スクリーンショット 2023-11-22 1 57 52

The converted YOLO segmentation format.

スクリーンショット 2023-11-22 2 11 14

To run the script, put the COCO JSON file coco_train.json into datasets/coco/annotations. Run the script. python general_json2yolo.py The converted YOLO txt files are saved in new_dir/labels/coco_train.

スクリーンショット 2023-11-23 16 39 21

Edit use_segments and use_keypoints in the script.

if __name__ == '__main__':
    source = 'COCO'

    if source == 'COCO':
        convert_coco_json('../datasets/coco/annotations',  # directory with *.json
                          use_segments=True,
                          use_keypoints=False,
                          cls91to80=False)

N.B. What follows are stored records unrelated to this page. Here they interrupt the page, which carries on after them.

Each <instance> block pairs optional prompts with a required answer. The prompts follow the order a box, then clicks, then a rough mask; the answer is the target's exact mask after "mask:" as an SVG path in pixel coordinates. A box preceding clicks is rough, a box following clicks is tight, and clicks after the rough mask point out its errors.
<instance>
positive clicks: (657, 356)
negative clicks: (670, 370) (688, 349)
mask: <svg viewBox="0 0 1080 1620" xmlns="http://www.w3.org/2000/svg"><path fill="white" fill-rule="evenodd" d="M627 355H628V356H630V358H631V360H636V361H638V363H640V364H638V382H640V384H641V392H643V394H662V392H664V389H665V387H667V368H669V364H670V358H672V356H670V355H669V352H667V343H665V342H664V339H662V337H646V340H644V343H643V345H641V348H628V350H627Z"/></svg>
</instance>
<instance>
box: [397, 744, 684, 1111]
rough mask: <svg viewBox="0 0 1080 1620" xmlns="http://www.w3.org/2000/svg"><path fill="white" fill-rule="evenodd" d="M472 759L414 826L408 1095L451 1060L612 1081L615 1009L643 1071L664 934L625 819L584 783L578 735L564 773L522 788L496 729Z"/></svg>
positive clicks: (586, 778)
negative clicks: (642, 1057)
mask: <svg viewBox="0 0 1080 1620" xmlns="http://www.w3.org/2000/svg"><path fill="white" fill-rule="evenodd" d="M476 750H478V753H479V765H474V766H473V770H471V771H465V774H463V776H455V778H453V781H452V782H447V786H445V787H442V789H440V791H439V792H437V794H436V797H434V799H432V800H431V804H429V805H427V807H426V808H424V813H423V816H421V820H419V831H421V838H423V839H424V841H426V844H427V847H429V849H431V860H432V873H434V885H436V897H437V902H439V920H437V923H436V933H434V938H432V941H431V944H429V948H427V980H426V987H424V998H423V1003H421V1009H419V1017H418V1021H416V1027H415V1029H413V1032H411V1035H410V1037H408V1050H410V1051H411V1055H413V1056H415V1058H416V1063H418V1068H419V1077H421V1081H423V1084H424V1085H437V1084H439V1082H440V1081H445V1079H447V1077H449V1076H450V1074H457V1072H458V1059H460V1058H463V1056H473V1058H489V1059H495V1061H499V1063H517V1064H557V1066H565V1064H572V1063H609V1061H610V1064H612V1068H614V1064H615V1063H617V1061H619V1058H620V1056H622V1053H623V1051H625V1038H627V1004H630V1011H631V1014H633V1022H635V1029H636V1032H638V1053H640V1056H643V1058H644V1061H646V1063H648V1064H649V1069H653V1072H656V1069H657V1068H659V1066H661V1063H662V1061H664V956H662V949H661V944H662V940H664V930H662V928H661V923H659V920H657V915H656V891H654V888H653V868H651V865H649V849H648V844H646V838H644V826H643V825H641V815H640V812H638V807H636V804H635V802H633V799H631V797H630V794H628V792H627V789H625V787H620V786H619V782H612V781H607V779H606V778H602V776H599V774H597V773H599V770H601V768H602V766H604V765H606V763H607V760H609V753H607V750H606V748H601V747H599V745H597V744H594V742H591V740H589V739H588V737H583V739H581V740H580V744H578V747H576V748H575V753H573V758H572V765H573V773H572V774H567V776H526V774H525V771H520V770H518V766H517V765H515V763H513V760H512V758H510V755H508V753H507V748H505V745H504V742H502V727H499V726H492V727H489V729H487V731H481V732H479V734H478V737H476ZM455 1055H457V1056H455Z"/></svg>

To convert the COCO bbox format to YOLO bbox format.

use_segments=False,
use_keypoints=False,

To convert the COCO segmentation format to YOLO segmentation format.

use_segments=True,
use_keypoints=False,

To convert the COCO keypoints format to YOLO keypoints format.

use_segments=False,
use_keypoints=True,

This script originates from Ultralytics JSON2YOLO repository. We hope this script would help your business.